L’administration Trump Prête à initier une intervention multinationale en Haïti pour éradiquer la menace des gangs

L’administration Trump semble sur le point de prendre des mesures déterminantes pour mettre un terme à la terreur des gangs qui sévit en Haïti. Selon des sources crédibles ayant fait leurs preuves dans le passé, des décisions significatives pourraient être annoncées prochainement, offrant un espoir tangible de libération pour un peuple haïtien asphyxié par l’emprise des organisations criminelles. Cette initiative américaine pourrait jouer un rôle crucial dans la restauration de la stabilité dans ce pays.
Un article du prestigieux Financial Times corrobore ces informations en affirmant que les États-Unis envisagent sérieusement de créer une force multinationale composée principalement de pays d’Amérique latine, spécifiquement pour intervenir en Haïti. Ce plan, soutenu par l’administration Trump, vise à remplacer la mission actuelle dirigée par le Kenya, jugée inefficace face à des gangs de plus en plus sophistiqués et lourdement armés.
Le quotidien britannique souligne qu’en plaçant cette nouvelle force sous l’égide de l’Organisation des États Américains (OEA), les États-Unis chercheraient à contourner les vices d’un Conseil de sécurité de l’ONU souvent paralysé par les veto de la Chine et de la Russie. Cette approche novatrice pourrait changer la dynamique de l’OEA, institution à l’historique diplomatique plutôt que militaire.
Un conseiller latino-américain à Washington a exprimé le scepticisme de l’administration Trump concernant la pertinence actuelle de l’OEA, tout en soulignant que cette organisation devait prouver son utilité en Haïti. Les États-Unis sont prêts à garantir le financement, tandis que les pays membres de l’OEA s’engageraient à fournir les troupes nécessaires.
Depuis l’assassinat du président Jovenel Moïse en 2021, Haïti a connu une spirale de déclin, avec plus de 85 % de Port-au-Prince sous le contrôle de gangs, selon des estimations des Nations Unies. Le gouvernement intérimaire, replié sur quelques zones de la capitale, a de plus en plus de difficultés à exercer la moindre autorité. Bien que la mission de sécurité dirigée par le Kenya ait reçu un soutien financier américain et l’appui d’autres nations comme la Jamaïque, Guatemala, et Belize, l’arrivée de 797 policiers kényans n’a pas suffi à inverser la tendance.
Dans cette impasse, les États-Unis commencent à se tourner vers des partenaires plus aguerris. La Colombie, forte de son expérience face aux guérillas, et le Brésil, qui a dirigé une précédente mission de l’ONU en Haïti, émergent comme des piliers potentiels de cette nouvelle force. Un entretien entre l’amiral Alvin Holsey, commandant du Southern Command américain, et le ministre colombien de la Défense, Pedro Sánchez, témoigne de cette volonté de développer une stratégie multinationale.

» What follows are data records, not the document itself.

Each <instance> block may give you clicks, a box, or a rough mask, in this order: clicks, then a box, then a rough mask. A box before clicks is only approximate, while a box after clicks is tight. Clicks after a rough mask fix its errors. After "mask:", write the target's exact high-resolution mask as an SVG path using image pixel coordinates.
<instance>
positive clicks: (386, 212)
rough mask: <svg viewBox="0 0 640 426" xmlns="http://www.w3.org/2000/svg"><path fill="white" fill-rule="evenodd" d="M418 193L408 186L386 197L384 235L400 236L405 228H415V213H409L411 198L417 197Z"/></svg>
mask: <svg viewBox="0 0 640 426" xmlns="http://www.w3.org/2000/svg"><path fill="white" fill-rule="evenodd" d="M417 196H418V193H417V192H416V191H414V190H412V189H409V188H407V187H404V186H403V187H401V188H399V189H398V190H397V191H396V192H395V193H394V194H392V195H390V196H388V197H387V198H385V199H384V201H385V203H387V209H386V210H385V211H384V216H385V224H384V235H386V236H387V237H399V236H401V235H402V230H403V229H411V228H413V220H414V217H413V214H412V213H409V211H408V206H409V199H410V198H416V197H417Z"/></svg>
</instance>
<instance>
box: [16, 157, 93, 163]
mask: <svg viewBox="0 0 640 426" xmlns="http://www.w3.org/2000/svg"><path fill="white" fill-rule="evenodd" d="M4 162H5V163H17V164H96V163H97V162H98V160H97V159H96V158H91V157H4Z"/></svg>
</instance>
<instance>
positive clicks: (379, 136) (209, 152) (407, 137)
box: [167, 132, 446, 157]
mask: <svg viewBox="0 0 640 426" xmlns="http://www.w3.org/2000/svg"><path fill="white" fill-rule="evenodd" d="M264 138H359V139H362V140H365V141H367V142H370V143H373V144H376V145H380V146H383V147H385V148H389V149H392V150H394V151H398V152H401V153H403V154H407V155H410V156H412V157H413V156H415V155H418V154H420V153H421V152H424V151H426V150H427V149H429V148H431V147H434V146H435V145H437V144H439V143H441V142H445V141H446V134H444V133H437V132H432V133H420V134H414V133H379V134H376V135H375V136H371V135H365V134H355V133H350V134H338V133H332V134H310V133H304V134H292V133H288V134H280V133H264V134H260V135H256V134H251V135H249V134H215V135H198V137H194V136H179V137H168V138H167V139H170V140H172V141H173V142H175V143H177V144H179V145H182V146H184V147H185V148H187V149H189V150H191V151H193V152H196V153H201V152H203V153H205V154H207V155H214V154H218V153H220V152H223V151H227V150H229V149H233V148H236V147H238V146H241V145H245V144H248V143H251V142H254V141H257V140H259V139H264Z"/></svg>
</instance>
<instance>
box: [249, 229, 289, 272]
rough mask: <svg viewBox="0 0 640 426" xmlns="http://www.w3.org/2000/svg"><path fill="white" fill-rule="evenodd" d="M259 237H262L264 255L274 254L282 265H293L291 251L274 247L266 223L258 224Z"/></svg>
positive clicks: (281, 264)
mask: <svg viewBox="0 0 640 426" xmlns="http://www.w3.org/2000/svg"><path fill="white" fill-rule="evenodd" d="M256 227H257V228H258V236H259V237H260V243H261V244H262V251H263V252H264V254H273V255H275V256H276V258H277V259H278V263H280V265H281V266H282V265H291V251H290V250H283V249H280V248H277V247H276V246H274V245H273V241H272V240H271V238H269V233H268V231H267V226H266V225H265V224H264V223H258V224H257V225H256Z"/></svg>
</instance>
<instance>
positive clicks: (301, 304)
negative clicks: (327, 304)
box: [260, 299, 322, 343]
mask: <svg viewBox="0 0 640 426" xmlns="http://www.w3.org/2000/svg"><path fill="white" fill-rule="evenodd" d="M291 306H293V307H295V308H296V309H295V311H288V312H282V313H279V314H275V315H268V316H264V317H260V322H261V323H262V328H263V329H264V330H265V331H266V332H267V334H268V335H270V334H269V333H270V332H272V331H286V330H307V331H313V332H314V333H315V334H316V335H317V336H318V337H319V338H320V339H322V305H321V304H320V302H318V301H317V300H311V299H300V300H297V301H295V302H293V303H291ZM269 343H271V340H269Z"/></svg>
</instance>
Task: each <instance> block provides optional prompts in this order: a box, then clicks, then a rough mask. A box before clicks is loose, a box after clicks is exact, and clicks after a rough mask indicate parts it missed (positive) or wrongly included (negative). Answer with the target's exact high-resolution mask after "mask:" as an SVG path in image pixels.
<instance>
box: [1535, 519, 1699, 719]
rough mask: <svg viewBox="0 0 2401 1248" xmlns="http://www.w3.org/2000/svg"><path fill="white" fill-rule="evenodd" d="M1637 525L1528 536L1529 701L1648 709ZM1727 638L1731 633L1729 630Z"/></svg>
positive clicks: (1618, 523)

D’autres pays, à l’instar de l’Argentine, se montrent intéressés, bien que de manière conditionnelle. Cependant, un diplomate latino-américain a rappelé que l’OEA ne dispose ni du mandat ni des ressources nécessaires pour des opérations militaires. Il est crucial que l’OEA soit intégrée à la solution plutôt qu’elle ne devienne un obstacle. Par ailleurs, les États-Unis doivent être préparés à assumer le coût politique de cette intervention, comme ils l’avaient fait en 2004.

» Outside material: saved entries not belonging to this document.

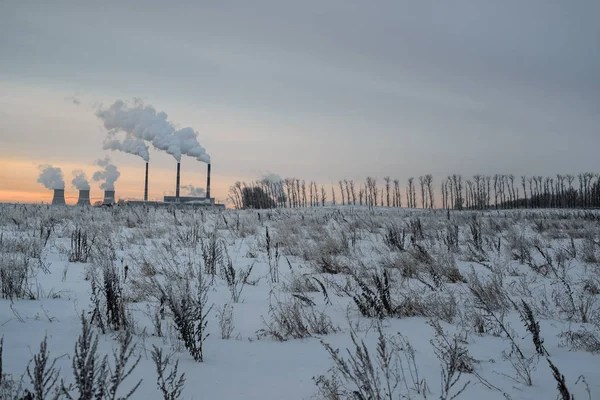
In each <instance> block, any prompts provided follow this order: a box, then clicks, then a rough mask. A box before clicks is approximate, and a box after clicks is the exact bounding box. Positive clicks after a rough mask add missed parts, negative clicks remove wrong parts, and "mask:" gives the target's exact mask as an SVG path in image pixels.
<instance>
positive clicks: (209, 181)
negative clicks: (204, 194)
mask: <svg viewBox="0 0 600 400" xmlns="http://www.w3.org/2000/svg"><path fill="white" fill-rule="evenodd" d="M206 198H207V199H210V164H208V169H207V171H206Z"/></svg>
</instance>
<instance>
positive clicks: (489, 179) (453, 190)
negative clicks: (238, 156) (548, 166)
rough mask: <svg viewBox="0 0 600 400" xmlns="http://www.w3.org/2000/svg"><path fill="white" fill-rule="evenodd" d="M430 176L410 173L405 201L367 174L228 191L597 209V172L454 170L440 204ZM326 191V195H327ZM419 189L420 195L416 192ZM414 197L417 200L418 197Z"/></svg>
mask: <svg viewBox="0 0 600 400" xmlns="http://www.w3.org/2000/svg"><path fill="white" fill-rule="evenodd" d="M433 181H434V180H433V176H432V175H431V174H427V175H423V176H419V177H418V179H415V178H414V177H410V178H409V179H408V182H407V185H406V187H405V188H404V194H405V198H406V203H404V204H403V196H402V193H401V192H402V191H401V186H400V181H399V180H398V179H392V178H390V177H389V176H387V177H385V178H383V185H378V181H377V178H373V177H368V178H367V179H366V180H365V182H364V183H363V184H360V183H358V184H357V183H355V182H354V181H353V180H347V179H343V180H340V181H338V184H337V185H335V184H331V185H330V190H327V189H326V187H325V185H320V186H319V185H317V183H316V182H314V181H310V182H306V181H305V180H300V179H297V178H286V179H280V180H273V179H263V180H259V181H254V182H250V183H249V184H246V183H245V182H236V183H235V184H234V185H233V186H231V188H230V190H229V200H230V202H231V203H232V204H233V206H234V207H235V208H238V209H242V208H258V209H264V208H277V207H287V208H298V207H317V206H320V207H322V206H325V205H337V204H340V205H361V206H363V205H365V206H369V207H375V206H381V207H403V206H406V207H408V208H418V207H421V208H439V207H441V208H443V209H456V210H463V209H479V210H486V209H492V208H495V209H507V208H597V207H600V175H599V174H594V173H589V172H587V173H582V174H579V175H577V176H574V175H561V174H558V175H556V176H552V177H543V176H530V177H528V176H521V177H520V179H517V178H516V177H515V176H514V175H498V174H497V175H493V176H492V175H482V174H477V175H474V176H473V177H472V178H471V179H464V178H463V177H462V175H458V174H453V175H450V176H448V177H446V178H445V179H443V180H442V182H441V188H440V189H441V190H440V192H439V193H440V194H441V203H438V204H436V202H435V200H436V197H435V189H434V186H433V185H434V182H433ZM329 193H331V199H329V198H328V194H329ZM417 193H419V196H417ZM417 197H418V198H419V200H420V201H419V202H418V201H417Z"/></svg>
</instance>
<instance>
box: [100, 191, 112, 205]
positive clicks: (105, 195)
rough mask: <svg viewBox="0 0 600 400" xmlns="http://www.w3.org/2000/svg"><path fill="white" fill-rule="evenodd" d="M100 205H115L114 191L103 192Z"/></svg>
mask: <svg viewBox="0 0 600 400" xmlns="http://www.w3.org/2000/svg"><path fill="white" fill-rule="evenodd" d="M102 204H106V205H112V204H115V191H114V190H105V191H104V201H103V202H102Z"/></svg>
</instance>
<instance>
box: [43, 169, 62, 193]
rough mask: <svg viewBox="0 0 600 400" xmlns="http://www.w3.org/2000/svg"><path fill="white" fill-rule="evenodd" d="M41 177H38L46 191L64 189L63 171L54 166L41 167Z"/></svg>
mask: <svg viewBox="0 0 600 400" xmlns="http://www.w3.org/2000/svg"><path fill="white" fill-rule="evenodd" d="M38 169H39V170H40V176H39V177H38V183H41V184H42V185H44V187H45V188H46V189H50V190H54V189H64V188H65V181H64V179H63V174H62V170H61V169H60V168H58V167H53V166H52V165H40V166H38Z"/></svg>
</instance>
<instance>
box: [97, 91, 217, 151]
mask: <svg viewBox="0 0 600 400" xmlns="http://www.w3.org/2000/svg"><path fill="white" fill-rule="evenodd" d="M96 116H97V117H98V118H100V119H101V120H102V121H103V123H104V127H105V128H106V129H107V130H108V132H109V137H108V138H107V142H108V143H109V144H108V145H109V146H110V143H113V140H114V135H115V134H116V133H117V132H119V131H123V132H125V133H126V134H127V135H128V137H131V138H132V139H134V138H135V139H139V140H144V141H147V142H150V143H152V145H153V146H154V148H155V149H158V150H163V151H166V152H167V153H169V154H171V155H172V156H173V157H174V158H175V159H176V160H177V161H181V156H182V155H186V156H190V157H194V158H195V159H196V160H198V161H202V162H205V163H210V156H209V155H208V153H207V152H206V150H205V149H204V147H202V146H200V143H198V133H197V132H196V131H195V130H194V129H193V128H190V127H187V128H183V129H180V130H177V129H175V127H174V126H173V125H172V124H171V123H170V122H169V121H167V114H166V113H165V112H164V111H161V112H157V111H156V109H155V108H154V107H152V106H150V105H144V103H143V102H142V101H141V100H139V99H134V102H133V105H131V106H129V105H127V104H125V102H124V101H122V100H117V101H115V102H114V103H113V104H112V105H111V106H110V107H108V108H107V109H104V110H98V111H97V112H96ZM111 135H112V136H111ZM125 140H127V139H125ZM107 142H105V148H106V146H107V144H106V143H107ZM115 146H117V147H118V145H115ZM109 148H110V147H109ZM121 148H123V149H124V150H122V151H125V152H128V153H129V152H131V150H130V149H131V148H132V147H130V146H121ZM136 148H137V147H136ZM118 150H120V149H118ZM131 154H136V155H140V154H137V153H133V152H132V153H131ZM141 157H143V156H141Z"/></svg>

Malgré une situation alarmante, certains cercles diplomatiques perçoivent un regain d’espoir. La récente désignation par les États-Unis de deux cartels haïtiens, Viv Ansanm et Gran Grif, comme organisations terroristes étrangères, traduit un durcissement de la position américaine. Cette classification ouvre la voie à des mesures plus strictes, tant sur le plan militaire que judiciaire et financier, contre les acteurs de la violence en Haïti.
Si une intervention militaire latino-américaine sous l’égide de l’OEA se concrétise, cela constituerait une avancée sans précédent dans la réponse régionale à la crise haïtienne. En outre, cela marquerait un moment rare d’unité interaméricaine face à une menace sécuritaire partagée.
Alors qu’Haïti semble au bord du précipice, tous les regards se tournent à nouveau vers Washington. Les signes indiquent que, sous l’égide de l’administration Trump, les États-Unis pourraient enfin être prêts à transformer les paroles en actions.